Do you need first gear do you use it. With the standard tires on the tractor probably does 1.5 - 1.8 mph in first gear. You put tall rubber on their youll lose the ability to do that. I remember when I was a kid we were in the potato business we had to put smaller diameter tires on the 656 to get the right speed to pull the diggers.
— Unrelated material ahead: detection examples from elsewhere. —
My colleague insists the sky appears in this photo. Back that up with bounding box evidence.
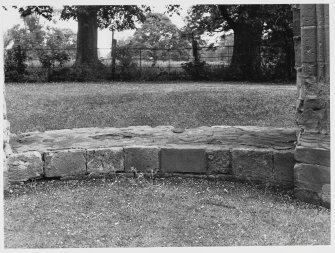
[1,3,191,49]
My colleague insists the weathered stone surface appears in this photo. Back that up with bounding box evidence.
[2,120,10,143]
[2,152,8,191]
[232,149,273,182]
[11,126,297,153]
[7,151,43,182]
[3,143,13,157]
[295,146,330,167]
[206,148,231,174]
[86,147,124,173]
[124,146,160,172]
[321,184,331,207]
[161,147,206,173]
[44,150,86,177]
[273,150,296,188]
[294,163,330,194]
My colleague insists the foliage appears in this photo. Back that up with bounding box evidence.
[131,13,190,64]
[39,50,70,68]
[115,44,137,80]
[181,60,208,80]
[188,5,294,79]
[4,46,27,82]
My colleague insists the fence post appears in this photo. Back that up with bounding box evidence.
[140,48,142,78]
[111,39,116,80]
[169,49,171,79]
[192,37,199,62]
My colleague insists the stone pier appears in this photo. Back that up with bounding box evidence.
[293,4,330,206]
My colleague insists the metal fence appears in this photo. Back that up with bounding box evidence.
[4,43,294,80]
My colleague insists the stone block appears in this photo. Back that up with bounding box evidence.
[321,184,331,207]
[124,146,160,172]
[294,146,330,167]
[44,150,86,177]
[7,151,43,182]
[161,147,206,173]
[273,150,296,188]
[2,120,10,143]
[300,4,316,26]
[2,152,8,191]
[86,147,124,173]
[232,149,273,182]
[294,163,330,194]
[206,148,231,174]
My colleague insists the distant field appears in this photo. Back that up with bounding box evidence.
[6,82,296,133]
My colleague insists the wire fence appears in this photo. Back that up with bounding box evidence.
[4,42,294,80]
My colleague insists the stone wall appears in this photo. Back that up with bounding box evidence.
[293,4,330,206]
[2,84,12,190]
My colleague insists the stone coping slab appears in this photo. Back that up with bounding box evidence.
[10,126,297,153]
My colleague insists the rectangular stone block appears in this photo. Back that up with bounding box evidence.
[161,147,206,173]
[294,163,330,193]
[294,146,330,167]
[2,120,10,143]
[206,148,231,174]
[300,4,316,26]
[294,163,330,208]
[232,149,273,182]
[44,150,86,177]
[273,150,296,188]
[86,147,124,173]
[124,146,160,172]
[7,151,43,182]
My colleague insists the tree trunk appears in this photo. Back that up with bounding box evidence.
[230,23,262,81]
[75,9,99,68]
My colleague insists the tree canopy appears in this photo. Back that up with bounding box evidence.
[130,13,190,63]
[188,5,293,80]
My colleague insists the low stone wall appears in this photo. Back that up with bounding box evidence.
[8,126,296,188]
[8,146,295,188]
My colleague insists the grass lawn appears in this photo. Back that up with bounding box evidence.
[6,82,296,133]
[4,177,330,248]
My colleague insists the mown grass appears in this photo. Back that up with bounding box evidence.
[6,82,296,133]
[4,177,330,248]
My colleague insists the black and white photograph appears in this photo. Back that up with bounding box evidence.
[0,0,335,249]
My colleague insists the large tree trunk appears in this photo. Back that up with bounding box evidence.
[230,23,262,81]
[75,8,99,68]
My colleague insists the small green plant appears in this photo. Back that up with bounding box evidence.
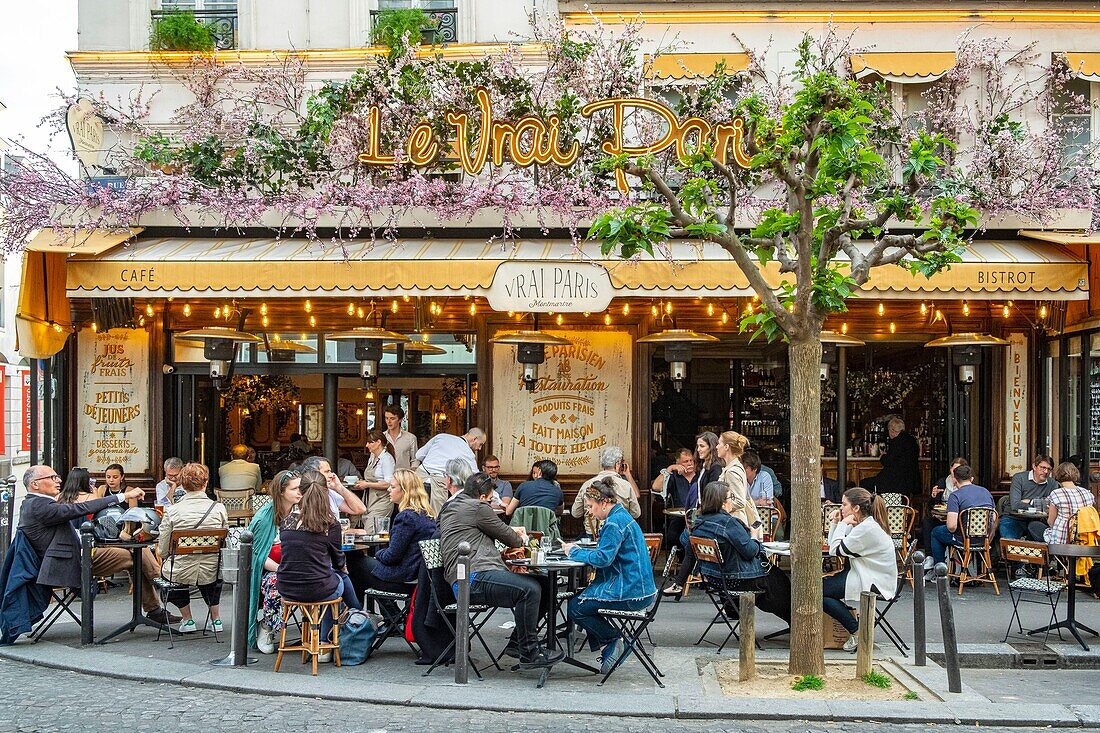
[371,8,436,56]
[149,12,215,51]
[860,671,890,690]
[791,675,825,692]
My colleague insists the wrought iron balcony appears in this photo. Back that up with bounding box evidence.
[153,10,237,51]
[371,8,459,44]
I remember at one time on our farm we own and IH Hydro 186 and the 666 Hydro.


----------



## endrow (Dec 15, 2011)

Not to discourage you but thinking back we hardly ever used any of the high wheel tractors on the hey tools because the drawbar was way too high compared to the other tractors b


----------



## swmnhay (Jun 13, 2008)

endrow said:


> Not to discourage you but thinking back we hardly ever used any of the high wheel tractors on the hey tools because the drawbar was way too high compared to the other tractors b


I'm the opposite.I like taller tires because there is more clearece under the drawbar espicially for rd baleing where you stradle the windrow.


----------



## NoDak (Aug 28, 2016)

swmnhay said:


> I'm the opposite.I like taller tires because there is more clearece under the drawbar espicially for rd baleing where you stradle the windrow.


Both have good points. Tall tires and flip draw bar maybe the way to go?


----------



## stack em up (Mar 7, 2013)

What's the 4440 running in sugar beets? I'd think she'd be short a few ponies on a topper and WAY short on the lifter? Sprayer I assume?


----------



## youngbaler (Apr 9, 2015)

We have topped a lot of beets and still do with a 4440 and a 12 row alloway topper. Used to pull a six row lifter too.


----------



## barnrope (Mar 22, 2010)

I put 20.8x42s on my 4440. it works great and goes down the road 5 MPH faster than it did with 18.4x38's.


----------



## NoDak (Aug 28, 2016)

stack em up said:


> What's the 4440 running in sugar beets? I'd think she'd be short a few ponies on a topper and WAY short on the lifter? Sprayer I assume?


It would run a 12 row topper just fine. run a cultivator if things start blowing in the beginning of the year. Never enough backup tractors in a beet field. just want a universal tractor but don't wanna screw up haying equipment from draw bar being to high.


----------



## stack em up (Mar 7, 2013)

Gotcha. Didn't know there were many 12 row toppers still out there. I know very little of sugar beets, I know that by Renville I don't think you could find one anymore. All 16 and 24s. Those are huge toppers!


----------



## youngbaler (Apr 9, 2015)

We are in the southern red river valley, lots of beets here and big farmers too a couple thousand acres of beets is common. Never seen a topper bigger than 12 rows... A neighbor does have a 12 row thirty inch beet lifter(home made) that thing is huge, pulls it with a 500 row track.


----------



## NoDak (Aug 28, 2016)

stack em up said:


> Gotcha. Didn't know there were many 12 row toppers still out there. I know very little of sugar beets, I know that by Renville I don't think you could find one anymore. All 16 and 24s. Those are huge toppers!


Not to come off wrong but can you show me a 24 row topper? I'm having a hard time believe that exists.. I'm from the center red river valley and all of us growers use a 6 or 12 row topper.


----------



## stack em up (Mar 7, 2013)

I'd have to take a drive. Arts-Way built a run of them a couple years ago. I assumed it was commonplace.


----------



## Gearclash (Nov 25, 2010)

Overall height of a 14.9-46 is very close to an 18.4-42. I don't think of 14.9-46 as a tall tire, just skinny. A 20.8-42 as quite a bit taller than a 14.9-46.


----------